In biomedical research, cloning is broadly defined to mean the duplication of any kind of biological material for scientific study, such as a piece of DNA or an individual cell. For example, segments of DNA are replicated exponentially by a process known as polymerase chain reaction, or PCR, a technique that is used widely in basic biological research. The type of cloning that is the focus of much ethical controversy involves the generation of cloned embryos, particularly those of humans, which are genetically identical to the organisms from which they are derived, and the subsequent use of these embryos for research, therapeutic, or reproductive purposes.

Early cloning experiments

Reproductive cloning was originally carried out by artificial “twinning,” or embryo splitting, which was first performed on a salamander embryo in the early 1900s by German embryologist Hans Spemann. Later, Spemann, who was awarded the Nobel Prize for Physiology or Medicine (1935) for his research on embryonic development, theorized about another cloning procedure known as nuclear transfer. This procedure was performed in 1952 by American scientists Robert W. Briggs and Thomas J. King, who used DNA from embryonic cells of the frog Rana pipiens to generate cloned tadpoles. In 1958 British biologist John Bertrand Gurdon successfully carried out nuclear transfer using DNA from adult intestinal cells of African clawed frogs (Xenopus laevis). Gurdon was awarded a share of the 2012 Nobel Prize in Physiology or Medicine for this breakthrough.

Advancements in the field of molecular biology led to the development of techniques that allowed scientists to manipulate cells and to detect chemical markers that signal changes within cells. With the advent of recombinant DNA technology in the 1970s, it became possible for scientists to create transgenic clones—clones with genomes containing pieces of DNA from other organisms. Beginning in the 1980s mammals such as sheep were cloned from early and partially differentiated embryonic cells. In 1996 British developmental biologist Ian Wilmut generated a cloned sheep, named Dolly, by means of nuclear transfer involving an enucleated embryo and a differentiated cell nucleus. This technique, which was later refined and became known as somatic cell nuclear transfer (SCNT), represented an extraordinary advance in the science of cloning, because it resulted in the creation of a genetically identical clone of an already grown sheep. It also indicated that it was possible for the DNA in differentiated somatic (body) cells to revert to an undifferentiated embryonic stage, thereby reestablishing pluripotency—the potential of an embryonic cell to grow into any one of the numerous different types of mature body cells that make up a complete organism. The realization that the DNA of somatic cells could be reprogrammed to a pluripotent state significantly impacted research into therapeutic cloning and the development of stem cell therapies.
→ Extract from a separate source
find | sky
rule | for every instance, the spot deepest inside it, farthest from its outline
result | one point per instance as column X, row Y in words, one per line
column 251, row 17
Soon after the generation of Dolly, a number of other animals were cloned by SCNT, including pigs, goats, rats, mice, dogs, horses, and mules. Despite those successes, the birth of a viable SCNT primate clone would not come to fruition until 2018, and scientists used other cloning processes in the meantime. In 2001 a team of scientists cloned a rhesus monkey through a process called embryonic cell nuclear transfer, which is similar to SCNT except that it uses DNA from an undifferentiated embryo. In 2007 macaque monkey embryos were cloned by SCNT, but those clones lived only to the blastocyst stage of embryonic development. It was more than 10 years later, after improvements to SCNT had been made, that scientists announced the live birth of two clones of the crab-eating macaque (Macaca fascicularis), the first primate clones using the SCNT process. (SCNT has been carried out with very limited success in humans, in part because of problems with human egg cells resulting from the mother’s age and environmental factors.)